RINGS ON THE ARK – Parsha T’rumah   by Rabbi Baruch Cohon  

RINGS ON THE ARK – Parsha T’rumah   by Rabbi Baruch Cohon

Chapters 25-27 of Exodus provide a description of the first Jewish sanctuary in complete detail.  All it lacks is a blueprint, and succeeding generations of construction-minded scholars have supplied that.  Some modern editions of the printed Torah actually include pictorial depictions of the Ark, the altars, the showbread table, the curtains – all the elements that made up the ancient Israelites’ religious center, the place where they offered prayers and sacrifices.  Here is where the gold they borrowed in Egypt got put to use, as the wooden structures were decorated in the precious metal.  Another use for the metal, however, was more practical.   On each of the four corners of the Ark, and each of the four corners of each altar, they had to mount heavy gold rings.

Why did they need rings on the Holy Ark?  To carry it.  Long wooden poles went through each pair of rings, and men from the Tribe of Levi put their shoulders under those poles and transported the sacred structures as the people journeyed through the desert.  Primitive transportation, to be sure.  For all those 40 years, from the Red Sea by a tortured route to the east bank of the River Jordan, these people had no wheels.  Egypt had wheels.  Moab had camels.  But Israel walked.  Israel needed those rings on the Ark.
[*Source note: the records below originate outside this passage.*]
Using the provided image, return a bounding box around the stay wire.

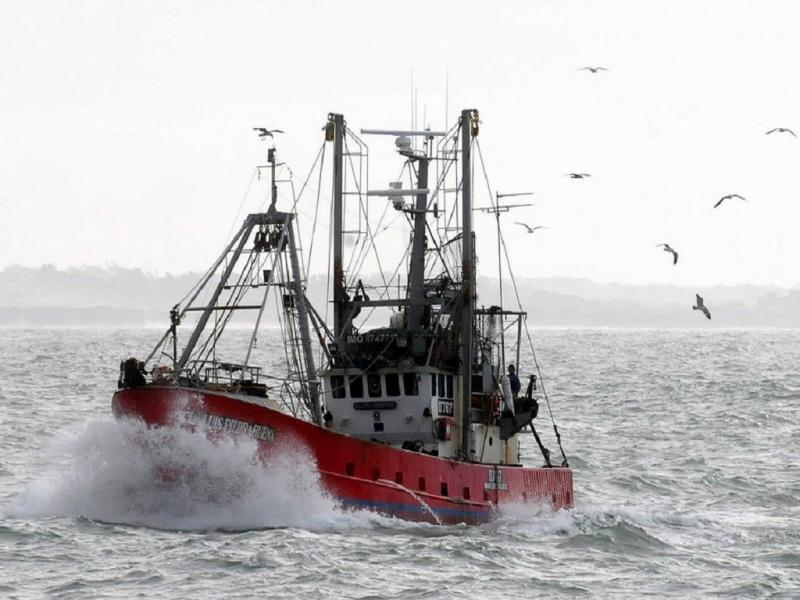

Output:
[475,139,569,467]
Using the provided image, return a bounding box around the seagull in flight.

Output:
[514,221,547,233]
[692,294,711,319]
[656,244,678,265]
[714,194,747,208]
[253,127,285,139]
[767,127,797,137]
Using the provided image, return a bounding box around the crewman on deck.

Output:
[508,365,522,399]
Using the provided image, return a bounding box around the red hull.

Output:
[112,387,573,523]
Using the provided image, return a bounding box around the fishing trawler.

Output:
[112,109,573,523]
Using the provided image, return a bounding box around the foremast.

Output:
[456,109,478,459]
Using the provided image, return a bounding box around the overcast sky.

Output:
[0,0,800,286]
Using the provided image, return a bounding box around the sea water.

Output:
[0,328,800,600]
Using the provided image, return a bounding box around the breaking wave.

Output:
[5,421,353,530]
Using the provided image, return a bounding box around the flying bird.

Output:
[514,221,547,233]
[657,244,678,265]
[767,127,797,137]
[692,294,711,319]
[253,127,285,138]
[714,194,747,208]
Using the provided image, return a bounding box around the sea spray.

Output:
[5,420,344,530]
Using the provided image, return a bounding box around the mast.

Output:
[461,109,478,460]
[286,215,322,425]
[408,156,430,354]
[326,113,347,344]
[175,215,258,377]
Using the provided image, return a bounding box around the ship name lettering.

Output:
[206,414,275,442]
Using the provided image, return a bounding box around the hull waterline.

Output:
[112,386,573,524]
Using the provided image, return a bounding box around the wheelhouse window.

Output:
[350,375,364,398]
[331,375,347,398]
[403,373,419,396]
[386,373,400,396]
[367,373,383,398]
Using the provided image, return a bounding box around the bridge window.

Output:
[331,375,347,398]
[367,373,383,398]
[403,373,419,396]
[350,375,364,398]
[386,373,400,396]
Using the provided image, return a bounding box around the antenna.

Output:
[444,69,450,131]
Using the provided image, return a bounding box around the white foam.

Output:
[0,421,369,530]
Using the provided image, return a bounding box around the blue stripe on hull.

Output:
[341,498,492,521]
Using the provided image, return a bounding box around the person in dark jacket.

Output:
[508,365,522,398]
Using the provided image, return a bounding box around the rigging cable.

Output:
[475,139,569,467]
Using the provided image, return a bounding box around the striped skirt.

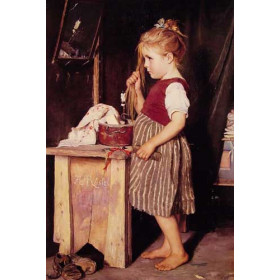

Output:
[129,114,195,217]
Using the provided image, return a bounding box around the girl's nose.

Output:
[144,59,148,68]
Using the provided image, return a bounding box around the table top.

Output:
[46,145,132,159]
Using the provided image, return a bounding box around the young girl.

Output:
[126,19,195,270]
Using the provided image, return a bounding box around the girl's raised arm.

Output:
[136,112,186,160]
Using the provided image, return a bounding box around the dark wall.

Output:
[46,0,233,252]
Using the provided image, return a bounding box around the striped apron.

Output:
[129,113,195,217]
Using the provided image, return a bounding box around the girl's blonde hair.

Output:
[126,19,187,120]
[137,19,187,88]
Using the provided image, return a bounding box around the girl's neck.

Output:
[161,65,184,80]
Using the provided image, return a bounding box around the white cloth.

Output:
[58,103,120,147]
[165,82,190,119]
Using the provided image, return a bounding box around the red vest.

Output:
[141,78,189,125]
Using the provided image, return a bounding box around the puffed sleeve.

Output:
[165,82,190,119]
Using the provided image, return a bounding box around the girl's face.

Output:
[143,47,170,79]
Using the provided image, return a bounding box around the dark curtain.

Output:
[182,0,234,228]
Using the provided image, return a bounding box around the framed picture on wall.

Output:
[52,0,103,64]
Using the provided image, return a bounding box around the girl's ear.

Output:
[166,53,174,63]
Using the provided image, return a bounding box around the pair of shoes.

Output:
[70,254,97,275]
[61,263,84,280]
[47,253,72,279]
[47,253,97,280]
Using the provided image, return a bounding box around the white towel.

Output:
[58,103,120,147]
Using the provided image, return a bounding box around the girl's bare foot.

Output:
[141,247,170,259]
[155,252,189,271]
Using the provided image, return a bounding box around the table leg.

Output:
[53,156,72,254]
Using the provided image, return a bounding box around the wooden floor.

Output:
[47,226,234,280]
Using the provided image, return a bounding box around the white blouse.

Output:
[165,82,190,119]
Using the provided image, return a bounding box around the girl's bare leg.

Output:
[141,214,180,259]
[155,216,189,270]
[141,236,170,259]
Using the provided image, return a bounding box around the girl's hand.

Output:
[126,71,141,92]
[136,141,156,160]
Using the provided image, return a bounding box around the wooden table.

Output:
[47,145,132,268]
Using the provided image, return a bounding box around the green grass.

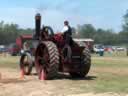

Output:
[0,52,128,93]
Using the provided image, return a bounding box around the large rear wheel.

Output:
[35,41,59,80]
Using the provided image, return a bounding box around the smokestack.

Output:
[34,13,41,40]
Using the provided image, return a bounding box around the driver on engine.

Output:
[61,21,72,45]
[61,21,72,62]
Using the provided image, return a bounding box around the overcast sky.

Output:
[0,0,128,31]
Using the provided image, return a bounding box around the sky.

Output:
[0,0,128,32]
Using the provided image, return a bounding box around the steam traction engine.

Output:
[20,14,91,80]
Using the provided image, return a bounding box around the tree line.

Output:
[0,21,33,45]
[0,11,128,45]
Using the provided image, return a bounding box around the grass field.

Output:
[0,52,128,94]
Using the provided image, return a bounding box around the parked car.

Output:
[8,43,19,56]
[93,44,104,53]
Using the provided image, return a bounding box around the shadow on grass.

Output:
[0,78,29,84]
[54,74,97,81]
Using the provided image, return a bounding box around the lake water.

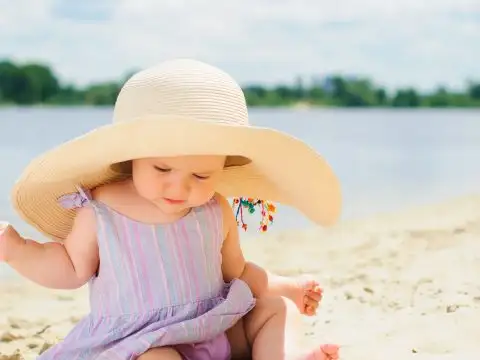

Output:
[0,108,480,272]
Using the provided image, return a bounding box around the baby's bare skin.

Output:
[0,157,339,360]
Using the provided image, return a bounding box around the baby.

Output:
[0,60,340,360]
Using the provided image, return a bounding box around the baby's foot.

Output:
[298,344,340,360]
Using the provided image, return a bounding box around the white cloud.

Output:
[0,0,480,87]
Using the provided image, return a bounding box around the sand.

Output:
[0,196,480,360]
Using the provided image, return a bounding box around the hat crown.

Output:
[113,59,249,126]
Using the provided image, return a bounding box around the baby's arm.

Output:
[217,195,298,298]
[0,207,99,289]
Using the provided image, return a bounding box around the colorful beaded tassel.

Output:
[232,197,276,232]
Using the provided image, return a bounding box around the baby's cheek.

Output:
[189,184,215,206]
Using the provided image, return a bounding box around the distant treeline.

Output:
[0,60,480,107]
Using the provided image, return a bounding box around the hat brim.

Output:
[12,116,341,241]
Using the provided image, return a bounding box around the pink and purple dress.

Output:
[37,191,255,360]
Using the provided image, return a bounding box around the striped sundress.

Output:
[37,189,255,360]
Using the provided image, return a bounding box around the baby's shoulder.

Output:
[91,181,133,205]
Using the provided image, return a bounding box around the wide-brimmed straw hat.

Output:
[12,59,341,241]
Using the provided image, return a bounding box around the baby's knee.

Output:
[137,347,182,360]
[245,296,298,327]
[255,296,297,314]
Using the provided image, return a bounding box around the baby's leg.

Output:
[231,297,338,360]
[137,347,182,360]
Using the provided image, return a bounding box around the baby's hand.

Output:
[294,276,323,316]
[0,222,22,262]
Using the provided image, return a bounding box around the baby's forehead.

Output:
[152,155,226,172]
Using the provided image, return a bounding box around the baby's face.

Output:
[132,155,226,213]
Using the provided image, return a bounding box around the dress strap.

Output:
[58,186,92,209]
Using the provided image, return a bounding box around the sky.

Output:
[0,0,480,90]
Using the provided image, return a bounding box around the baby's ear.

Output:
[57,192,89,209]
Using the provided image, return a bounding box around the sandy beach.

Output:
[0,196,480,360]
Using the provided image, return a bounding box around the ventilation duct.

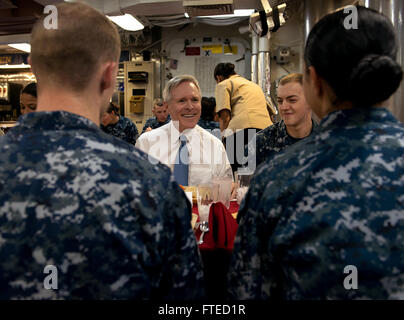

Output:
[183,0,234,17]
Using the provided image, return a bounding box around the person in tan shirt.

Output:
[214,63,272,172]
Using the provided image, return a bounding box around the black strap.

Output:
[271,6,281,32]
[259,10,268,37]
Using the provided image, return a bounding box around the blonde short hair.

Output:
[31,3,120,92]
[163,74,202,102]
[279,73,303,86]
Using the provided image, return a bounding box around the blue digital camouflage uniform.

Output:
[228,108,404,299]
[0,111,203,300]
[101,115,139,145]
[248,120,317,167]
[142,115,171,133]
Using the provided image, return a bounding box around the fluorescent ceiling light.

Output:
[199,9,255,18]
[8,43,31,52]
[107,13,144,31]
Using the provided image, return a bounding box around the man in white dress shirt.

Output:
[136,75,232,186]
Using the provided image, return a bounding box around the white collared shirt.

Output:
[136,121,232,186]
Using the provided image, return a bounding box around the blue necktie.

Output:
[174,136,189,186]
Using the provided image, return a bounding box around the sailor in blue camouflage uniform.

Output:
[248,73,317,166]
[0,3,203,300]
[142,98,171,134]
[101,102,139,145]
[228,7,404,299]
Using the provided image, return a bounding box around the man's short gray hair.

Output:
[163,74,202,102]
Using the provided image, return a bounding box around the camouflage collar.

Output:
[13,111,99,131]
[318,107,397,131]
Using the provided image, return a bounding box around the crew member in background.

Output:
[141,98,171,134]
[214,63,272,172]
[20,82,37,114]
[101,102,139,145]
[198,97,221,139]
[248,73,317,166]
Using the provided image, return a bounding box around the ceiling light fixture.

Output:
[199,9,255,19]
[107,13,144,31]
[8,43,31,52]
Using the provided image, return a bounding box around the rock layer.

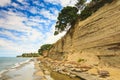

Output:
[48,0,120,67]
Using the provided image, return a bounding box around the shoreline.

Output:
[37,57,120,80]
[0,59,35,80]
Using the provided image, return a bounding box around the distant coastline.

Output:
[16,53,39,57]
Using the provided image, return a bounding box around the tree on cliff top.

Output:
[54,6,78,35]
[75,0,87,10]
[38,44,52,55]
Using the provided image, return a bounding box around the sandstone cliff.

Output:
[48,0,120,67]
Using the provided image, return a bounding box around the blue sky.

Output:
[0,0,77,56]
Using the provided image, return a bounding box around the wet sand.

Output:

So Judaism started out as a portable religion.  Only in Solomon’s Temple were there no rings on the ark.  That would be a permanent House of G-d.  And so it was for generations.  Until disaster came.  Enemies attacked and destroyed it.  Twice.  The first time, brave and dedicated leaders were able to go back and rebuild it.  But the second time, no way of rebuilding.  What would happen to Judaism?  Where would a defeated nation find rings to carry the Ark of the Covenant?
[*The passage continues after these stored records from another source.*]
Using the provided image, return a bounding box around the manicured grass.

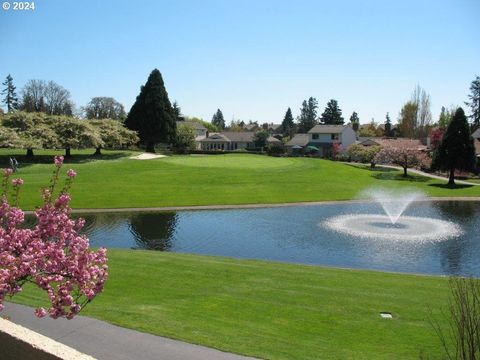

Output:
[13,249,454,359]
[0,150,480,208]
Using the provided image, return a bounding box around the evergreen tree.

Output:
[298,97,318,133]
[2,74,18,113]
[322,99,344,125]
[212,109,225,131]
[350,111,360,132]
[385,113,393,137]
[466,76,480,129]
[282,108,295,136]
[438,106,455,129]
[125,69,176,152]
[432,108,476,186]
[172,100,183,121]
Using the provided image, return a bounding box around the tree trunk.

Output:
[145,142,155,154]
[448,169,455,186]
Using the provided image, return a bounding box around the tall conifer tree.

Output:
[282,108,295,136]
[125,69,176,152]
[322,99,344,125]
[2,74,18,113]
[432,108,475,186]
[212,109,225,131]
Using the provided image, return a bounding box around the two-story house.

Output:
[307,125,356,156]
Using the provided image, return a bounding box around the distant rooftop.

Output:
[308,124,349,134]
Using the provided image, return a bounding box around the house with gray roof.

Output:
[198,131,282,151]
[177,121,208,150]
[307,124,357,156]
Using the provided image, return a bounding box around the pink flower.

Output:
[67,169,77,178]
[53,156,63,167]
[0,162,108,319]
[12,179,23,186]
[35,308,47,317]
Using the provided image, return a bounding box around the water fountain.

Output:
[323,189,462,242]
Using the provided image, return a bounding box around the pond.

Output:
[70,201,480,276]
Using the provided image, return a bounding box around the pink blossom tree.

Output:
[375,147,429,177]
[332,141,342,159]
[0,156,108,319]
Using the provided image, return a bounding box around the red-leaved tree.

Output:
[0,156,108,319]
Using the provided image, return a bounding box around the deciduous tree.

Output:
[0,157,108,319]
[3,111,60,157]
[83,96,127,121]
[45,116,103,157]
[398,101,418,138]
[20,80,74,116]
[374,146,428,177]
[87,119,139,155]
[174,124,197,153]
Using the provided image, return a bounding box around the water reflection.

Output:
[129,212,177,251]
[22,201,480,276]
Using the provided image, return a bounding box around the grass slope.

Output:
[13,249,448,359]
[0,150,480,208]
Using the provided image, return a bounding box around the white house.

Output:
[177,121,208,150]
[198,131,282,151]
[308,125,357,156]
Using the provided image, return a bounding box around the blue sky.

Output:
[0,0,480,123]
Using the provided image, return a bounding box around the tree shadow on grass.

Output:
[428,184,476,190]
[0,151,131,169]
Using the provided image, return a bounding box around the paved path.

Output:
[1,303,253,360]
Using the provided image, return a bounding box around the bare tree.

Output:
[411,85,432,137]
[430,276,480,360]
[21,80,74,116]
[83,96,127,120]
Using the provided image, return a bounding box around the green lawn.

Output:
[12,249,454,359]
[0,150,480,208]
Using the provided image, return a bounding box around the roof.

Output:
[287,134,309,146]
[267,136,282,144]
[308,125,349,134]
[472,128,480,139]
[200,131,255,142]
[221,131,255,142]
[199,133,230,142]
[177,121,207,130]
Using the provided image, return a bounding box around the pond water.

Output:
[69,201,480,276]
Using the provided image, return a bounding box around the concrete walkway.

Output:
[0,303,253,360]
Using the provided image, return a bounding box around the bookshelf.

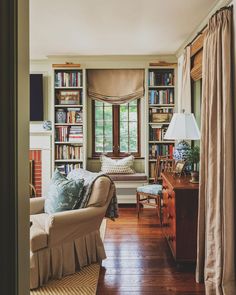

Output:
[147,66,176,183]
[53,65,86,175]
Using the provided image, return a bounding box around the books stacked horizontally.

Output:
[68,126,83,143]
[55,71,82,87]
[55,144,83,160]
[55,126,68,142]
[67,108,83,123]
[148,89,174,104]
[149,144,174,159]
[56,163,83,175]
[149,71,174,86]
[149,127,167,141]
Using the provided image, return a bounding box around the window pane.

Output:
[120,122,129,139]
[120,137,129,153]
[120,100,138,153]
[94,101,113,153]
[120,104,128,122]
[129,106,138,122]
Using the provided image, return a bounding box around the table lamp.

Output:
[164,110,200,161]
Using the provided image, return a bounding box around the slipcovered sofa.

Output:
[30,176,115,289]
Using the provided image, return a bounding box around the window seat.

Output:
[109,173,147,181]
[109,173,148,204]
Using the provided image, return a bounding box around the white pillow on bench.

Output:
[100,155,135,174]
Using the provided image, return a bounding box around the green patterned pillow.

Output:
[44,170,84,214]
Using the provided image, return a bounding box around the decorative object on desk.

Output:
[164,110,200,160]
[187,146,200,183]
[173,160,186,175]
[43,120,52,131]
[152,113,172,123]
[56,109,66,123]
[56,90,81,105]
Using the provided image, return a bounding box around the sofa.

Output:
[30,176,115,289]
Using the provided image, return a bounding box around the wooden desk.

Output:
[161,172,199,262]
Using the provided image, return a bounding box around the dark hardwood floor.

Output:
[97,208,205,295]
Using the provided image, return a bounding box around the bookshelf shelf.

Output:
[53,66,86,175]
[55,86,83,90]
[55,159,83,163]
[55,123,83,126]
[54,104,83,108]
[148,85,175,89]
[147,66,175,182]
[54,141,83,145]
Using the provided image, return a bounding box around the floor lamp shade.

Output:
[164,113,200,140]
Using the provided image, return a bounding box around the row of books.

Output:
[55,71,82,87]
[56,163,83,175]
[148,89,174,104]
[55,144,83,160]
[149,144,174,159]
[149,108,174,118]
[148,71,174,86]
[149,163,156,178]
[149,127,167,141]
[55,126,83,143]
[66,108,83,123]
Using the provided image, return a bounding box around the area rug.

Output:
[30,219,106,295]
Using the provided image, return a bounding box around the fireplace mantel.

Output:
[30,126,52,197]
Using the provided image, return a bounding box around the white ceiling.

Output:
[30,0,218,59]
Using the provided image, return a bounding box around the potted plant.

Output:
[187,146,200,183]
Then came a dedicated teacher and visionary named Yohanan ben Zakkai.   During the Roman siege of Jerusalem, when no Jews were permitted to leave the city except to bury the dead, the Talmud recounts that he lay down in a coffin and had his students carry him out.  Reaching the Roman camp, Yohanan proceeded to stand up out of the coffin and tell the officer “Take me to your leader.”  That leader was a general named Vespasian, whom Yohanan greeted as Emperor.  Vespasian corrected him, but Yohanan predicted that he would become emperor, as indeed he did.  Whether Vespasian believed him or was just flattered, he asked Yohanan: “What do you want?  You risked your life to come to me.  What are you seeking?”  Then Yohanan asked for the right to take his students to a town called Yavneh and teach them there.  Vespasian agreed.  The school they started was called Kerem b’Yavneh – the vineyard in Yavneh – because the students lined up like the rows of vines in a vineyard.  There they kept Torah alive.
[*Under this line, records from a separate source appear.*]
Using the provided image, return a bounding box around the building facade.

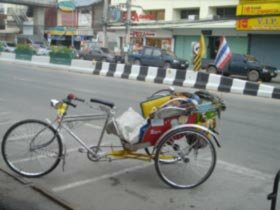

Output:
[111,0,280,69]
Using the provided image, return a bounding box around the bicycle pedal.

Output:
[78,147,87,153]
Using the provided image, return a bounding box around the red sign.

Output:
[122,11,156,22]
[130,31,156,37]
[60,12,78,27]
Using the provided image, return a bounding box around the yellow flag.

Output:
[193,34,206,71]
[198,33,206,58]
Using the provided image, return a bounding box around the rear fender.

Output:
[153,124,221,153]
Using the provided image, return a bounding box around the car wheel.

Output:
[163,62,171,69]
[133,59,141,66]
[263,75,272,82]
[248,70,260,82]
[207,66,217,74]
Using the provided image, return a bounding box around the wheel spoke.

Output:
[2,120,62,177]
[155,129,216,188]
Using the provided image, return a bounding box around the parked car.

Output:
[79,47,124,63]
[0,41,16,53]
[202,53,277,82]
[128,47,189,69]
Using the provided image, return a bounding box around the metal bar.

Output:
[61,124,94,154]
[267,170,280,210]
[63,114,107,122]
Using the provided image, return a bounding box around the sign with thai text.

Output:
[130,31,156,37]
[237,2,280,15]
[236,16,280,31]
[122,11,155,22]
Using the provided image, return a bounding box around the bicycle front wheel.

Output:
[155,128,216,189]
[2,120,62,177]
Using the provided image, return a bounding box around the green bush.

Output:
[49,46,74,65]
[0,42,5,52]
[51,46,72,54]
[15,44,33,54]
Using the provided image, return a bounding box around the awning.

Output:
[74,0,103,7]
[48,26,76,36]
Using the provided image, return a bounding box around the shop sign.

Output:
[122,12,156,22]
[59,12,78,27]
[239,0,280,4]
[130,31,156,37]
[236,16,280,31]
[237,2,280,15]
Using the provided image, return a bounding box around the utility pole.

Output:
[103,0,109,47]
[125,0,131,63]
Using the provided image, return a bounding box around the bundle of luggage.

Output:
[107,88,226,145]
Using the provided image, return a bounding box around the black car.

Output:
[202,53,277,82]
[79,47,124,63]
[128,47,189,69]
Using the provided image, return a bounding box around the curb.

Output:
[0,53,280,99]
[0,168,80,210]
[93,62,280,99]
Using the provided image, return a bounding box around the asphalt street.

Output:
[0,62,280,210]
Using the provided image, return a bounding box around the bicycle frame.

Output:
[47,102,122,156]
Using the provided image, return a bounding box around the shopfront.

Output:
[236,0,280,69]
[119,29,173,51]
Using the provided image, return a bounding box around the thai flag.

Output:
[215,36,231,69]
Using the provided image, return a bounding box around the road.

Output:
[0,63,280,210]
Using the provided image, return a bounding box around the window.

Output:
[153,49,161,57]
[81,9,90,14]
[180,9,199,19]
[144,48,153,56]
[216,7,236,18]
[144,10,165,20]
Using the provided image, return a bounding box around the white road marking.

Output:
[217,160,274,181]
[52,160,273,192]
[52,163,153,192]
[0,121,14,126]
[0,112,11,116]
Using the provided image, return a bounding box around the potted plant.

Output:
[49,46,73,65]
[15,44,34,61]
When Rosh Hashanah came, they hesitated to blow the Shofar.  A new problem, since in their memory the shofar was never blown outside of the Temple in Jerusalem.  But here it was, the morning of Rosh Hashanah, which is defined in the Torah as Yom t’ruah – the day of sounding the horn.  They had to discuss the law on this topic.  Yohanan told them: “Sound the Shofar.  We will discuss it later.”  Once it was sounded, they realized that discussion was unnecessary.  The Shofar call in Yavneh replaced the rings on the Ark.

Again, Judaism was portable.  It remained portable, journeying to every continent on the globe.  It remains portable now, whether moving from any city’s downtown to uptown, or returning to Jerusalem.  And I daresay it will remain portable even if alien shrines get removed from the Temple Mount some day and a new Sanctuary is built there.  As we say in the daily prayers:  B’chol ha-aretz k’vodo – “Throughout Earth is G-d’s glory.”

Indeed the one commandment in this section that became a rabbinical favorite is this one:  V’asu lee mikdash v’shakhanti b’tokham — “They should make a sanctuary for Me, and I will dwell b’tokham among them.”  Not b’tokho – inside of IT, but b’tokham – among THEM.  G-d would not dwell in the building, but in the people.  Wherever they were, wherever they built their house of worship, the Divine presence would join them.    Spectacular or humble, the sanctuary stands to help the people rise to a feeling of holiness.  Its very name, mikdash, comes from the root word kodesh – holy.  Gathering in that building prompts us to call G-d’s name in prayer.  If we succeed in that effort, the holy thoughts come home with us.

Do you need rings on your ark?  Or do you already have them?  Let your prayers in your synagogue carry the holy thoughts through your life, like the gold rings on the ark, traveling through the desert.